North Carolina's lieutenant governor backs anti-CRT effort: Kids should understand 'greatness of this nation'
‘The Madness of Crowds’ author reacts to Virginia parents pushing back against CRT in Loudoun County
A video released Wednesday shows Republican Mark Robinson discussing his upbringing and why the fight against critical race theory (CRT) is so important to him.
"Growing up poor here in North Carolina, our family saw many struggles … my father was an alcoholic," Robinson said in a video posted by the anti-CRT group 1776 Action.
"We saw a lot of domestic violence in our house," he added. "My mother had a fifth-grade education when my father passed away. I was 12 years old – but my mother took on the task of raising us and she did it quite well."
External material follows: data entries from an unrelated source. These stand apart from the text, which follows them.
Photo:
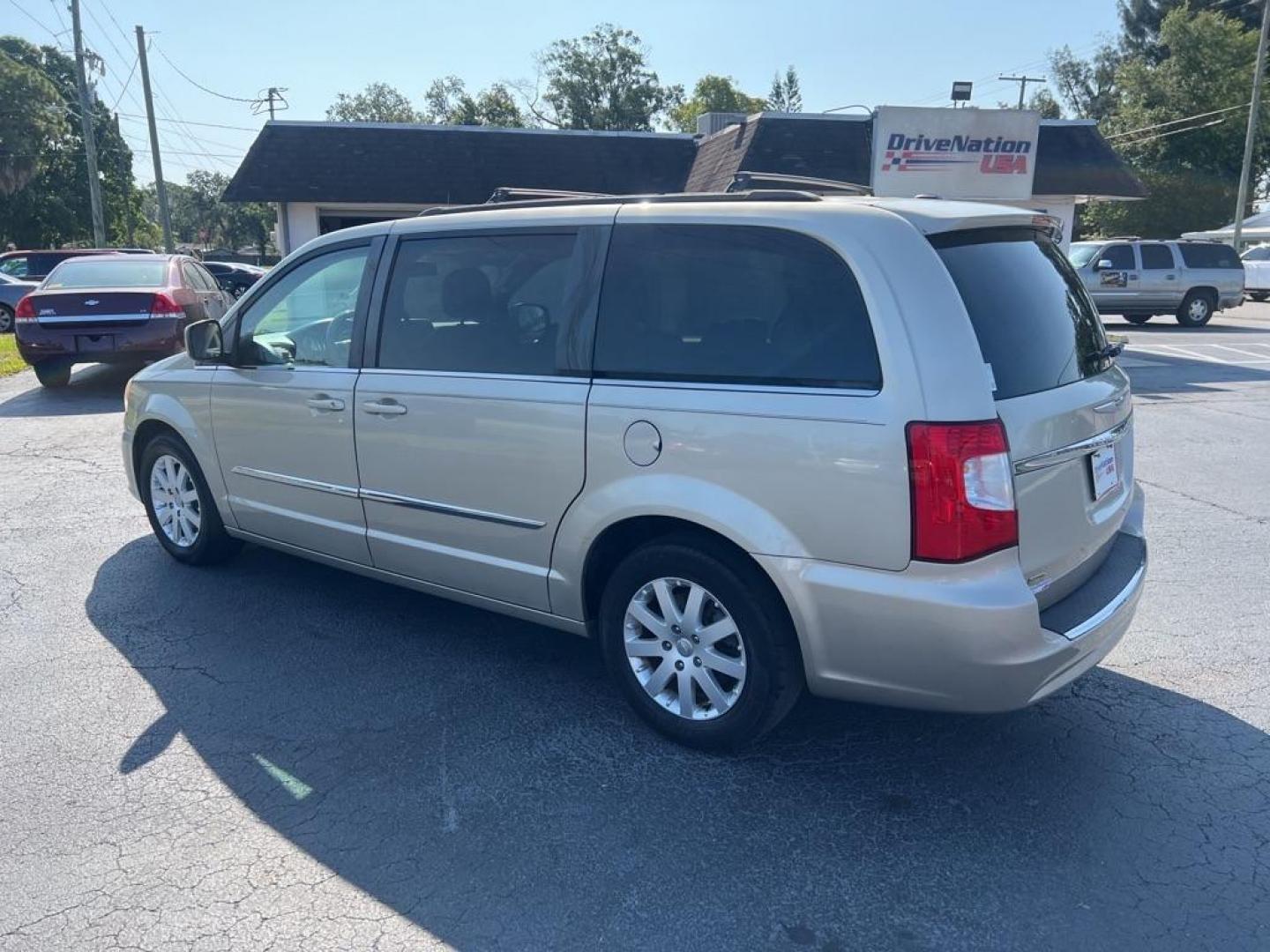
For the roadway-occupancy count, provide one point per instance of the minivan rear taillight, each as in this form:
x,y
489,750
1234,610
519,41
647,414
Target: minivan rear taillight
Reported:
x,y
164,306
963,490
26,311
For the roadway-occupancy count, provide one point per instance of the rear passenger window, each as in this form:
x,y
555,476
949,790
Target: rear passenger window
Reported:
x,y
482,303
732,305
1120,257
1156,257
1208,256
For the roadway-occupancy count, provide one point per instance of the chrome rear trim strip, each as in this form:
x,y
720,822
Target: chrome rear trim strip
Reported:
x,y
333,487
1073,450
446,509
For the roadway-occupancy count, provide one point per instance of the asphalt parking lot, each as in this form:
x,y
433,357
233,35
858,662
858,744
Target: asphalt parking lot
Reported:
x,y
273,755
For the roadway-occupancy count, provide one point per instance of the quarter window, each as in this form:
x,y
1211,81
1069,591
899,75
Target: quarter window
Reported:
x,y
1156,257
732,303
306,316
482,303
1120,257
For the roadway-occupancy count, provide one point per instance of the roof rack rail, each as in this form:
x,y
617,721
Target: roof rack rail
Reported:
x,y
669,198
510,193
746,181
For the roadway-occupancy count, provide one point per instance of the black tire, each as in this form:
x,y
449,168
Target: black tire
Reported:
x,y
54,374
1198,320
773,671
213,544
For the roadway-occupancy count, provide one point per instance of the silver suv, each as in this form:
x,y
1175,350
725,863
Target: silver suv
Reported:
x,y
1138,279
753,443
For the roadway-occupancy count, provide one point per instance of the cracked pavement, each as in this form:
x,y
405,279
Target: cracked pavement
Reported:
x,y
277,755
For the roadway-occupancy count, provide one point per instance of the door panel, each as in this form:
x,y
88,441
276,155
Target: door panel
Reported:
x,y
471,428
288,456
283,417
478,470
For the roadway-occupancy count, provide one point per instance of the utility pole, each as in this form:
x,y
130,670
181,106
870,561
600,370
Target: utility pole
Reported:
x,y
1251,136
94,183
1022,84
161,187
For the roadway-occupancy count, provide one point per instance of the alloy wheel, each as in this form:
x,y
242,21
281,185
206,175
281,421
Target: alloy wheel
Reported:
x,y
175,499
684,649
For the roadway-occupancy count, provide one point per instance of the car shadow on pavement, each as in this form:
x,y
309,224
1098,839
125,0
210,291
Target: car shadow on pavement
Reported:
x,y
97,389
1156,375
479,776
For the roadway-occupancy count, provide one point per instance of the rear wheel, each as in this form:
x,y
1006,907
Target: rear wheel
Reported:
x,y
179,504
54,374
1197,309
700,643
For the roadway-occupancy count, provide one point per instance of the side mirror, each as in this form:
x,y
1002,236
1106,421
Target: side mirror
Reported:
x,y
204,342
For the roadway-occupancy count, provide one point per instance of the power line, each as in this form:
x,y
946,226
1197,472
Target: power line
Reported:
x,y
1175,122
199,86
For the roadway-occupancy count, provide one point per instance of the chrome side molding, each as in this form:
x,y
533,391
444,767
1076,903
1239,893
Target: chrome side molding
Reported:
x,y
390,498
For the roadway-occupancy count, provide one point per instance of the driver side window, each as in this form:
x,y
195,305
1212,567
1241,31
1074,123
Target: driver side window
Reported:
x,y
306,317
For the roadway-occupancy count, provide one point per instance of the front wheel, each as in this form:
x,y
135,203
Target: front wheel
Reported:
x,y
179,504
700,643
1197,309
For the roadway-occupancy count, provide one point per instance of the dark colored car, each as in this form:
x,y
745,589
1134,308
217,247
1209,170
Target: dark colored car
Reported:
x,y
234,276
36,265
11,291
113,309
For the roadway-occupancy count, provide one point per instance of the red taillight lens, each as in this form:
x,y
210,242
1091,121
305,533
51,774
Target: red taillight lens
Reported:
x,y
26,311
165,308
963,490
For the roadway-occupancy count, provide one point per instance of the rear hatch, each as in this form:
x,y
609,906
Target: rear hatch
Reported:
x,y
92,309
1065,404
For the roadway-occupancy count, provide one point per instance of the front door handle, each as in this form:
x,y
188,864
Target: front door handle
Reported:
x,y
322,401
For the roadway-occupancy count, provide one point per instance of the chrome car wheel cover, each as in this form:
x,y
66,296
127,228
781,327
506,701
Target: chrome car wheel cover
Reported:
x,y
175,499
684,649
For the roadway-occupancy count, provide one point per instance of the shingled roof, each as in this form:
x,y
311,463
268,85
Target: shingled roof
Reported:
x,y
407,164
355,161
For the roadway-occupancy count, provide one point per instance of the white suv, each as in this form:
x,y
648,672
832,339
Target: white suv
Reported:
x,y
751,442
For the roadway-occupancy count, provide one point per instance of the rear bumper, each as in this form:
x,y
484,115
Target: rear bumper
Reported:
x,y
975,640
158,337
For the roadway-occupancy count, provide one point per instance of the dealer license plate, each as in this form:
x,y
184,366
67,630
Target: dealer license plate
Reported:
x,y
1105,470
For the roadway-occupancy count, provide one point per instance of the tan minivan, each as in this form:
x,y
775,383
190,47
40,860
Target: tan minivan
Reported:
x,y
755,442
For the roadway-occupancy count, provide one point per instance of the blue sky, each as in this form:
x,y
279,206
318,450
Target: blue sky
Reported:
x,y
846,51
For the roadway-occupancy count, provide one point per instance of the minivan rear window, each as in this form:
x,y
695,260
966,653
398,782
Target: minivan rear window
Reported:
x,y
1203,254
1035,324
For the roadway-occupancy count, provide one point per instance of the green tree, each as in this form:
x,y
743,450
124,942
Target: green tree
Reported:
x,y
785,95
378,101
52,208
714,94
31,122
1142,20
602,81
449,103
1192,172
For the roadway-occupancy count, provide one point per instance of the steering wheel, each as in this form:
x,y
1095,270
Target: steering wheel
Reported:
x,y
340,339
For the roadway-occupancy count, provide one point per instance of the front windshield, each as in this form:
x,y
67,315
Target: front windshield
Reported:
x,y
1081,253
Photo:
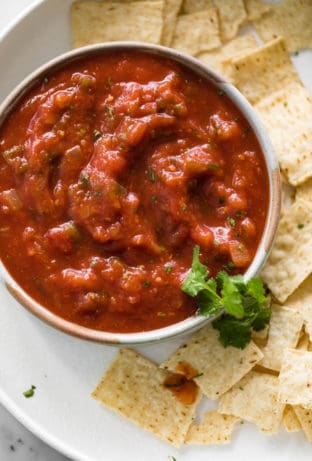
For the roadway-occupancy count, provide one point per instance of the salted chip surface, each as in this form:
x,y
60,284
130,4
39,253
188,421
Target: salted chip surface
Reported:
x,y
254,399
170,16
291,19
295,378
133,386
191,6
94,22
256,9
290,420
196,32
290,261
305,419
260,73
284,331
215,428
219,59
291,106
219,367
301,300
232,15
304,191
304,342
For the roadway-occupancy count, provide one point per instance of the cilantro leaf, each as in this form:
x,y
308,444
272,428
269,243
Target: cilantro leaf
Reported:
x,y
233,332
209,303
255,289
244,304
231,295
196,279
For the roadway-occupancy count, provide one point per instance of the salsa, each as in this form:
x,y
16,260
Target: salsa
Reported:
x,y
112,169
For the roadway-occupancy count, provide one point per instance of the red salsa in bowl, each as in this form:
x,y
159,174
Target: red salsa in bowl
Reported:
x,y
112,168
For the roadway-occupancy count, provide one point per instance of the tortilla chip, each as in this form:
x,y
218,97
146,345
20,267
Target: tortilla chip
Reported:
x,y
94,22
256,9
304,342
254,399
290,261
133,386
260,338
219,367
290,420
219,59
301,300
295,378
197,32
284,331
290,107
304,191
214,429
232,15
291,19
288,196
191,6
260,73
170,17
305,419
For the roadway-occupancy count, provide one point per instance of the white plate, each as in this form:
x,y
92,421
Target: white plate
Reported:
x,y
64,369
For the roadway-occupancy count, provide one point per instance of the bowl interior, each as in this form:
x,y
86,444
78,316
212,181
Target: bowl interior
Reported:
x,y
195,322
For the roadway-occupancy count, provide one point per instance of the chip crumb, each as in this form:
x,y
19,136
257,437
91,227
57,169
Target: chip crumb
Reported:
x,y
305,418
215,428
290,420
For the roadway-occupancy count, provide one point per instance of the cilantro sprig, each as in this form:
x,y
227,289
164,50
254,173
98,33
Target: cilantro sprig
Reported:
x,y
244,304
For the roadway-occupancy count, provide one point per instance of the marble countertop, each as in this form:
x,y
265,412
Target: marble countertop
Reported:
x,y
16,442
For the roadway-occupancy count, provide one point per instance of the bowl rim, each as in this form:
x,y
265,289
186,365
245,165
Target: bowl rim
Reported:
x,y
194,322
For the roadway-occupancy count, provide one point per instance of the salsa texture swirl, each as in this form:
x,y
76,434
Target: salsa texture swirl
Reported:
x,y
112,169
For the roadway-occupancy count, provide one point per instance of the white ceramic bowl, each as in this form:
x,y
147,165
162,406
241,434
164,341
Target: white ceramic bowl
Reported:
x,y
195,322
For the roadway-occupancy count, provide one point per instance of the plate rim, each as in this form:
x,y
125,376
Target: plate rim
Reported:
x,y
8,403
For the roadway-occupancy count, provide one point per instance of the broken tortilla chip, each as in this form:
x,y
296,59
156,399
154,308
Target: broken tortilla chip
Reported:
x,y
256,9
215,428
219,368
290,106
304,191
219,59
301,300
284,331
94,22
232,15
290,261
295,378
290,19
134,387
290,420
260,73
305,418
254,399
197,32
170,16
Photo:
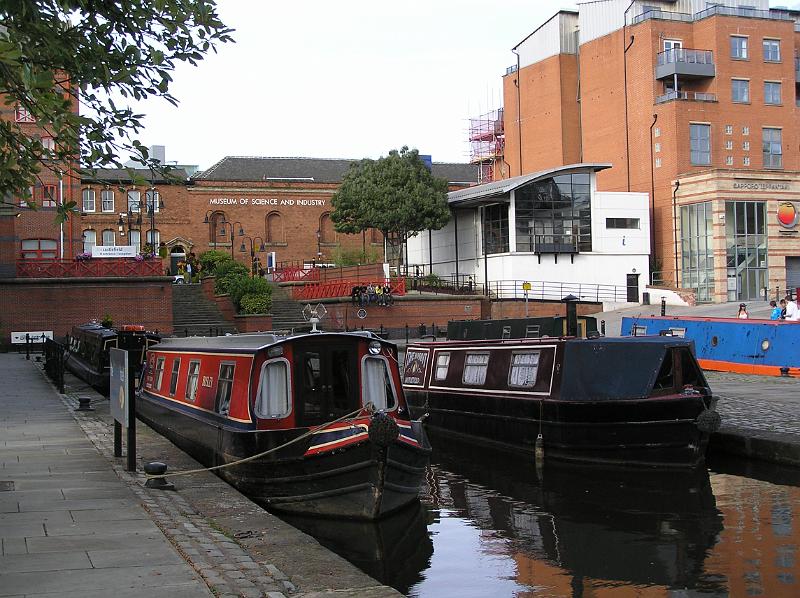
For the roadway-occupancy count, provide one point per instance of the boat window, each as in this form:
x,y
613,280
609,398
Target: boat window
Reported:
x,y
191,380
173,381
666,376
442,364
273,392
475,366
377,384
524,367
159,373
224,387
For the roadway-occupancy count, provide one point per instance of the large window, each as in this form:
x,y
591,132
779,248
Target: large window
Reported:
x,y
740,90
772,148
772,50
746,249
554,215
38,249
738,47
495,228
225,387
700,144
88,200
697,250
107,200
274,391
772,92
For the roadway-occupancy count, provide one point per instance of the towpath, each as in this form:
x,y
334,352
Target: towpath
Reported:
x,y
74,524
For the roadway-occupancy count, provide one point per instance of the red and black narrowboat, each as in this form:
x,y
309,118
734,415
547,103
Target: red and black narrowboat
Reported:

"The reason why is because she had an overwhelming faith in God and she knew that she lived in the greatest nation on earth – and that all opportunities were open to her and to her children, and she told us so. Because of that, because she passed those things down to us, I'm now living my dream."
"America's still the place of dreams for everybody. it's still the greatest nation on earth. We want to teach that to our children. We want to make sure that our children understand the greatness of this nation, they understand the greatness of their founding documents, and those who founded the nation as well."
"That's why ending indoctrination in schools is such a passion of mine. We have got to ensure that things like critical race theory are not creeping in and causing our children to hate the nation that they live in."
The group 1776 Action, which has received support from GOP stars Newt Gingrich and Ben Carson, has been pushing for political candidates to sign an anti-CRT pledge as the issue has grown in political importance.
Across the country, parents and teachers have risen up to oppose what they see as highly divisive materials on race, gender and other aspects of students' identities.
Defenders argue that CRT-type training helps enhance dominant groups' understanding and empathy of what the oppressed experience on a regular basis. These types of trainings have also been promoted as ways to "dismantle" or weaken alleged structures imposing burdens through bias and discrimination.
School districts like Loudoun County Public Schools (LCPS) have similarly defended so-called "equity" or "anti-racist" materials, which critics say perpetuates racism.
Earlier this year, major GOP gubernatorial candidates signed onto 1776 Action's anti-CRT pledge and others followed last month.
The group was inspired by Carson's and former President Trump's 1776 Commission, which was created at the end of his administration to combat ideas like CRT. Shortly after his inauguration, President Biden repealed the measure as well as Trump's ban on the practice in trainings for federal employees.